Polynomial Roots
The roots (sometimes called zeroes or solutions) of a polynomial \(P(x)\) are the values of \(x\) for which \(P(x)\) is equal to zero. Finding the roots of a polynomial is sometimes called solving the polynomial.
For example, if \(P(x)=x^2-5x+6\), then the roots of the polynomial \(P(x)\) are \(2\) and \(3\), since both \(P(2)\) and \(P(3)\) are equal to zero.
Contents
Introduction
A polynomial is a special kind of mathematical expression that looks like this:
\[a_n x^n+a_{n-1}x^{n-1}+a_{n-2}+x^{n-2}+\cdots+a_2x^2+a_1x+a_0=\displaystyle\sum_{i=0}^n a_i x^i.\]

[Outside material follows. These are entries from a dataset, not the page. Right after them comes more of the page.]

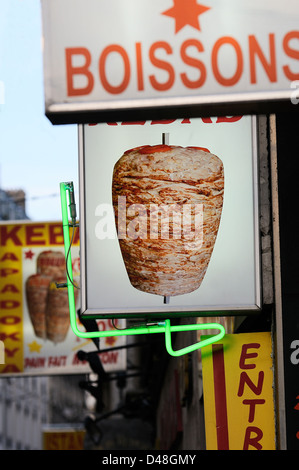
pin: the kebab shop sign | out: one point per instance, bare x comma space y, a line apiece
172, 52
35, 333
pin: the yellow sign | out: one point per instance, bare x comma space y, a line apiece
63, 440
35, 333
238, 393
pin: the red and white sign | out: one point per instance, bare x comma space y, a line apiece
104, 59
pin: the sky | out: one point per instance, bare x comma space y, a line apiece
35, 155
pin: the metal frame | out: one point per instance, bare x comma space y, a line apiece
160, 327
169, 311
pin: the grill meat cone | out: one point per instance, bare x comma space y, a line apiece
145, 179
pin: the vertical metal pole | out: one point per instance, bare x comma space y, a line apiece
278, 334
165, 141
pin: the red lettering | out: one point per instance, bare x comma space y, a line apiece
9, 235
252, 404
9, 288
133, 123
10, 368
72, 71
255, 51
8, 271
115, 90
239, 69
34, 362
12, 336
161, 64
193, 63
11, 352
253, 440
290, 52
245, 355
10, 257
163, 121
33, 232
140, 80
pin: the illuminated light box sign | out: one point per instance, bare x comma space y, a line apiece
112, 60
169, 217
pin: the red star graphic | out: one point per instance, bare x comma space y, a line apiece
186, 12
29, 254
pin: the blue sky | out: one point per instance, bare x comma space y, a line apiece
35, 155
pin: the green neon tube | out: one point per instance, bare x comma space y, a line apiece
161, 327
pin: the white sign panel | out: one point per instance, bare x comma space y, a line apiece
105, 59
117, 281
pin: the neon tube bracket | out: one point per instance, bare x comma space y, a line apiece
161, 327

If \(a_n\) is not equal to zero, then we say that the polynomial has degree \(n\). According to the fundamental theorem of algebra any polynomial with degree \(n\) has \(n\) complex roots, counted with multiplicity.
Finding Roots
Finding the root of a linear polynomial (a polynomial with degree one) \(ax+b\) is very straightforward. The formula for the root is \(-\frac{b}{a}\) (although calling this a formula is going a bit overboard).
The roots for a quadratic polynomial (a polynomial with degree two) \(ax^2+bx+c\) is given by the formula \[\dfrac{-b\pm\sqrt{b^2-4ac}}{2a}.\]

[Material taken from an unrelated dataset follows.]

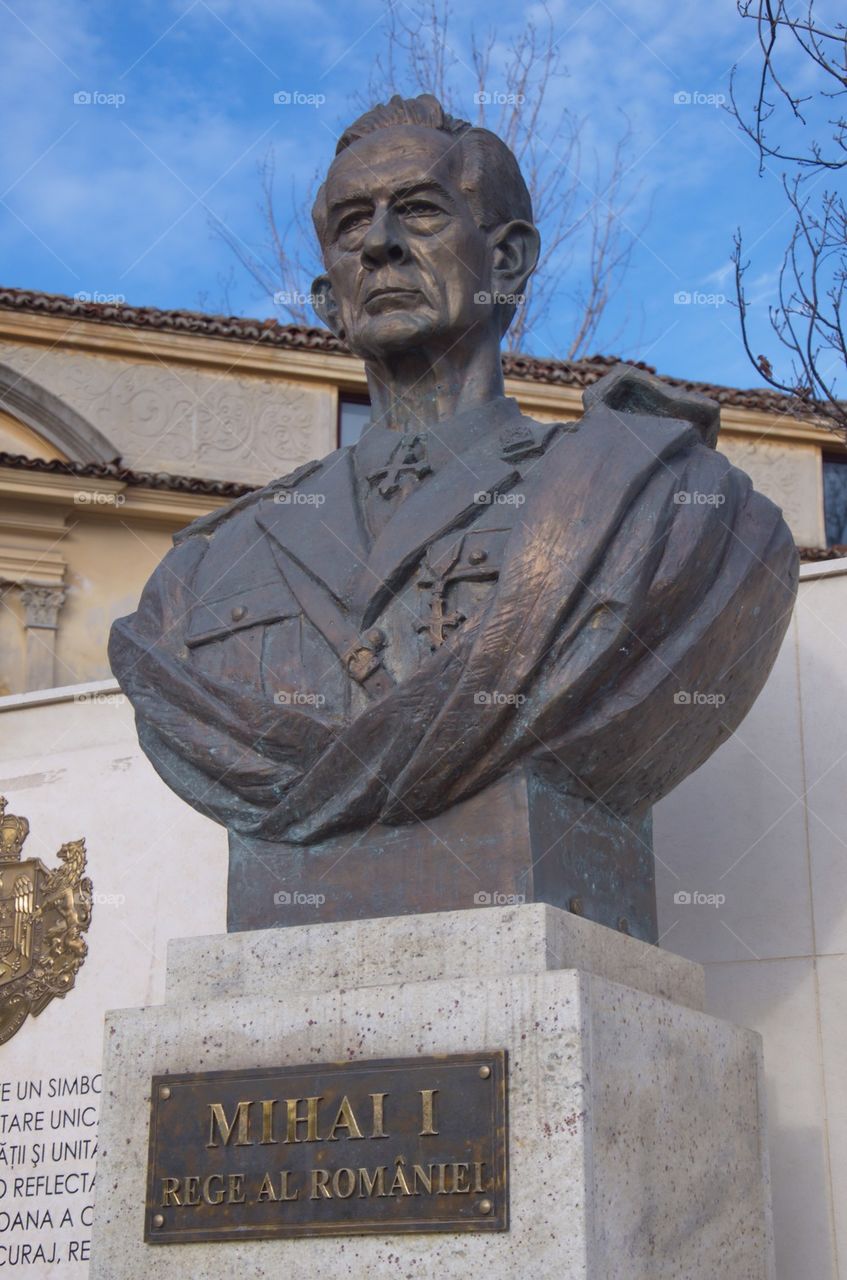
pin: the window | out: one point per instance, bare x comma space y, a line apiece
836, 499
353, 416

The formula for the roots of a cubic polynomial (a polynomial with degree three) is a bit more complicated while the formula for the roots of a quartic polynomial (a polynomial with degree four) would fill two blackboards!
What about fifth-degree (quintic) polynomials? What about polynomials with higher degrees?
About \(170\) years ago, a young mathematician by the name of Henrik Abel proved that it is impossible to find a formula for the solutions of a quintic polynomial by adding, subtracting, multiplying, dividing and taking \(n^\text{th}\) roots. More formally speaking, a quintic polynomial is not solvable by radicals.
Henrik Abel
The same is true for polynomials with higher degrees.
Properties
\(1\). If the coefficients of a polynomial are real and if \(a+ib\) is a root of that polynomial, then so is \(a-ib\). See Complex Conjugate Root Theorem.
\(2\). If a polynomial with rational coefficients has \(a + \sqrt{b}\) as a root, where \(a, b\) are rational and \(\sqrt{b}\) is irrational, then \(a − \sqrt{b}\) is also a root.